I am trying to annotate some genomic features that are found within 20kb of host genes. I have a bed file containing the genes, and another with the features. So far, I have been able to identify the overlap between features and genes using bedtools window:
bedtools window -w 20000 -a genes.bed -b features.bed
However, I am now exploring how these features have altered the landscape around genes. To do this, I want to identify all the features found within 20KB of HOST sequence. I.e if there was 5000bp of features within the 20kb window, I would like the window to be 25kb, where it then needs to keep expanding until 20kb of host sequence has been considered, excluding any sequence contributed by features.

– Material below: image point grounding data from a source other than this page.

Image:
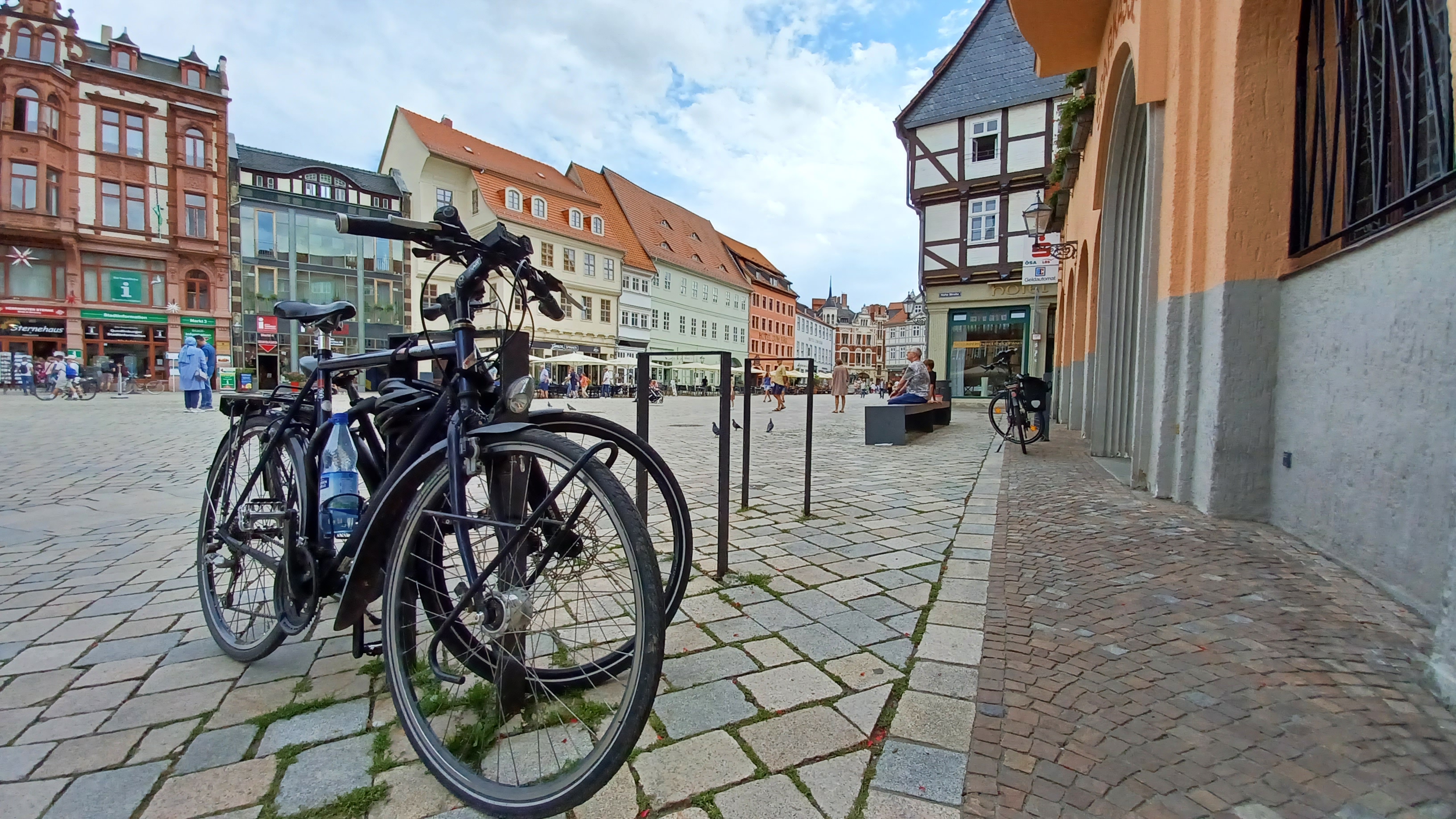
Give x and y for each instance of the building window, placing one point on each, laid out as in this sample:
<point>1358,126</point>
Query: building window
<point>22,43</point>
<point>196,149</point>
<point>134,135</point>
<point>983,220</point>
<point>985,139</point>
<point>136,207</point>
<point>53,191</point>
<point>22,186</point>
<point>197,289</point>
<point>196,215</point>
<point>1373,119</point>
<point>110,132</point>
<point>265,232</point>
<point>111,205</point>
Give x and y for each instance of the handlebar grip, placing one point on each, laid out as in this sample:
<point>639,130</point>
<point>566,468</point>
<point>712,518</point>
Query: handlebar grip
<point>392,228</point>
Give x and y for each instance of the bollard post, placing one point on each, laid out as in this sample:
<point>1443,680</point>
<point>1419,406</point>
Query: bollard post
<point>809,443</point>
<point>724,448</point>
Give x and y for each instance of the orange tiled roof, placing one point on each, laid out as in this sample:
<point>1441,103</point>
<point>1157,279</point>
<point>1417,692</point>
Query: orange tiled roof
<point>616,222</point>
<point>458,146</point>
<point>645,215</point>
<point>558,216</point>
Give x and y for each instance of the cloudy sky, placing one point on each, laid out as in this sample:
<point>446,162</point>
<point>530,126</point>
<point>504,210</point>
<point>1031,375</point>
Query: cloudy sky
<point>769,117</point>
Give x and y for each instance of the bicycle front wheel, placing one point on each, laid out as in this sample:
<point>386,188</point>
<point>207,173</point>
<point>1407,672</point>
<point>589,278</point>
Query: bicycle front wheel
<point>488,726</point>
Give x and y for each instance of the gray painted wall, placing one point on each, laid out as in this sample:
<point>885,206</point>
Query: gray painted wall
<point>1366,403</point>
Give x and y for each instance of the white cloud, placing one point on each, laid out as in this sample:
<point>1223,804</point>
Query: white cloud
<point>726,107</point>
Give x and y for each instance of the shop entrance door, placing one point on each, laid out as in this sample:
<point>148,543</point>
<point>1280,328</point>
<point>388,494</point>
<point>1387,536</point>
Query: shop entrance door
<point>977,336</point>
<point>267,372</point>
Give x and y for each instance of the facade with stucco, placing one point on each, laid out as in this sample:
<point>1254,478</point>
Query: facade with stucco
<point>1260,314</point>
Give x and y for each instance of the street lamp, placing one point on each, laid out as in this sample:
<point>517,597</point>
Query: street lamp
<point>1037,218</point>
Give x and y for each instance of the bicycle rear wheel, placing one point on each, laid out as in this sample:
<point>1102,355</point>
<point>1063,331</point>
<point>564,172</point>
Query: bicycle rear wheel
<point>501,739</point>
<point>236,582</point>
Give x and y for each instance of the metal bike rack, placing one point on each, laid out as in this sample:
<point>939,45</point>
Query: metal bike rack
<point>809,430</point>
<point>644,378</point>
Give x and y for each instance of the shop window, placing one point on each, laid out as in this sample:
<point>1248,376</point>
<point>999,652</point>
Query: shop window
<point>22,186</point>
<point>194,148</point>
<point>27,111</point>
<point>197,288</point>
<point>196,215</point>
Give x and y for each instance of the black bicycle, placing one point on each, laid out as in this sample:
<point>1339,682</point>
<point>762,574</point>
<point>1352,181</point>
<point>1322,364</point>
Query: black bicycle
<point>1018,411</point>
<point>522,604</point>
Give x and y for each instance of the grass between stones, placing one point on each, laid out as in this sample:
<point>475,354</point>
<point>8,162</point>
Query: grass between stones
<point>292,710</point>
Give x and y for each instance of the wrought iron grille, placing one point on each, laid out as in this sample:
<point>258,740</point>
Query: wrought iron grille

I had thought about doing this iteratively using bedtools window, where I would start with 20kb, count the features bases in each flank, then add that many to each locus. But I have hit issues with downstream flanks of one gene hitting upstream of another, and also hitting gene loci. I have been told that there might be solutions in Pybedtools or Pyranges, but I am not too great at python (currently learning!) and so am a bit stuck.
I am not really sure where to start, or what the best solution for this might be. I would be really grateful for any pointers or solutions that anyone might come up with!
Update: I think there might be a better way to do this than with bedtools. The datasets I have are as follows:
genome.fa
>chr_1
ACCCTTTGAGAGAGACTTTGAGAGTGCGATGACGTTTTGCAAAAAGTGCA
repeats.bed
chr_1 5 10
chr_1 18 24
genes.bed
chr_1 30 38
For example with the gene spanning 30 to 38, I would like to find all the repeats within 20000 bases, where the 20000 is excluding bases marked as repeats, and also where the counter for flanking sequence stops if another gene is in the way.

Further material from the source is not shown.